The first line is the file path; the second is the one-line verdict for human-readable progress logs. Reviewers MUST NOT inline the YAML block from the wire format above when delivering via file — the file is the canonical channel. The ≤5-line cap leaves room for an optional `confidence:` line and one advisory headline if the reviewer chooses, but no more.

### Loop driver semantics 循環驅動語義

Drivers consuming the verdict-file channel:

1. **Clear the reports dir at task start**. Before dispatching reviewers for a new task, remove `.dartai/reports/<task-id>/` (if present) and re-create it empty. This is the **stale-verdict mitigation** — a previous run's verdict file in the same path would otherwise be read as the current run's gate decision.

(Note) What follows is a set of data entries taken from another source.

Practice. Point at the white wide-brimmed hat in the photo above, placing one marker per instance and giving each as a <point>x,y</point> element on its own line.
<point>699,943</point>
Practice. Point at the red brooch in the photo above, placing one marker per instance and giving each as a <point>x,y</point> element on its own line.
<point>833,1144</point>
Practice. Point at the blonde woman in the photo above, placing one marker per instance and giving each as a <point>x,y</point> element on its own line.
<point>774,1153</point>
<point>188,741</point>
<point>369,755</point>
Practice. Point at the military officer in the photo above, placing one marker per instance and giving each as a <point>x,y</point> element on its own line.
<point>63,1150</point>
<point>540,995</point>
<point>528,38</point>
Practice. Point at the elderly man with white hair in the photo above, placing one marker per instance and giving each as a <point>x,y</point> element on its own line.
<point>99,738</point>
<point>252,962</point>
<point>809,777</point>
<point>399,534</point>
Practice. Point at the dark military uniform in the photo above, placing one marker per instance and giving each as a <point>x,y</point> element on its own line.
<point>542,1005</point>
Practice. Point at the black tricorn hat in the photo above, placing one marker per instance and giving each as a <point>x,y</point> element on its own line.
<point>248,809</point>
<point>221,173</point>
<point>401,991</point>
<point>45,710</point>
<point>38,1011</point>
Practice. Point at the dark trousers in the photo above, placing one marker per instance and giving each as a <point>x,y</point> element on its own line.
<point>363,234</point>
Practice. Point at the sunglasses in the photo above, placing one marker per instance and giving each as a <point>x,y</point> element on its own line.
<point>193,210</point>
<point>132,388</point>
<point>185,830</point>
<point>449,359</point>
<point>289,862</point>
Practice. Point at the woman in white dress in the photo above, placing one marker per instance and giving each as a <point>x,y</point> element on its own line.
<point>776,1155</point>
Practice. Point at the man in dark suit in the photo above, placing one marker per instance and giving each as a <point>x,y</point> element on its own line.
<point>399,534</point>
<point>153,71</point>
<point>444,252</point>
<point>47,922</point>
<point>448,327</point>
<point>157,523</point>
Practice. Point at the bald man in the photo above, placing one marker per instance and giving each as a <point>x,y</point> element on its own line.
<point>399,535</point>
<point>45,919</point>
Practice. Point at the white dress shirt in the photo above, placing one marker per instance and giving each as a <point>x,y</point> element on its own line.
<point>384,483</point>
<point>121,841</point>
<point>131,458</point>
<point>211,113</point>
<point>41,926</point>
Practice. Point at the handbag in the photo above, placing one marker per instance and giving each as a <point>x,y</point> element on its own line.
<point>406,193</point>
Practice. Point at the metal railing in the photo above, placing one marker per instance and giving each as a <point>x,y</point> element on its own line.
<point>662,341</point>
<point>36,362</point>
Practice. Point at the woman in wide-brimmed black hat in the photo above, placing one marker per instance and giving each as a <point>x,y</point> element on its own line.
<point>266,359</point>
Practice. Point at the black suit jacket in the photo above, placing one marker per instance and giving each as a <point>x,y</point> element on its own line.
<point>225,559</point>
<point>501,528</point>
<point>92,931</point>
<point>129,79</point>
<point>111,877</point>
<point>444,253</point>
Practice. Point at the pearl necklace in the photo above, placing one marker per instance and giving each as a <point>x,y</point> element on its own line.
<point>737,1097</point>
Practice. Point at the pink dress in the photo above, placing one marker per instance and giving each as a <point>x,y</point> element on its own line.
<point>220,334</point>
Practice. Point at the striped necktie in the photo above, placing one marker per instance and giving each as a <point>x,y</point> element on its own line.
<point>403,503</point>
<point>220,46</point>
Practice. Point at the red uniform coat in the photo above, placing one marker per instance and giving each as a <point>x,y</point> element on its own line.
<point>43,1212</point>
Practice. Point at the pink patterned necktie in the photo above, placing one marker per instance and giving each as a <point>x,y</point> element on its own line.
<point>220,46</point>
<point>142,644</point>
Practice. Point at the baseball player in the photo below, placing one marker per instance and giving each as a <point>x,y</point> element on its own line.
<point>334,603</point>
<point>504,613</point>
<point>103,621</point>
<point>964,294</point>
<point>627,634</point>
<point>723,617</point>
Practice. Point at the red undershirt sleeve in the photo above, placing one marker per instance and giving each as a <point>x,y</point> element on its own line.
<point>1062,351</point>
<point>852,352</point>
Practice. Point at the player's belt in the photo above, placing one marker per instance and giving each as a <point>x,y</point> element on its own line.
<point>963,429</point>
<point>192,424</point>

2. **React to verdict files via Monitor, not stdout consumption**. Spawn each reviewer subagent in the background; use `Monitor` over the verdict-file path (or the parent reports dir) to detect file changes. Parse the file fresh on each notification — do NOT consume the subagent's stdout body into driver context.

3. **Prefer parse-on-completion over event polling**. When the harness emits a subagent-completion notification, parse the verdict file at that point. File-system event polling is a fallback for harnesses without completion notifications. This is the **missed-event mitigation** — completion notifications are the durable signal; file-system events alone can drop under load. If both are available, parse on completion AND keep the Monitor stream open for late writes.

4. **Gate on file content, not stdout body**. The gate decision is `verdict:` from line 1 of the file. The subagent's transcript is discarded after parsing. Replay is possible from the file alone — re-running a gate decision means re-reading the verdict file, no need to re-dispatch the reviewer.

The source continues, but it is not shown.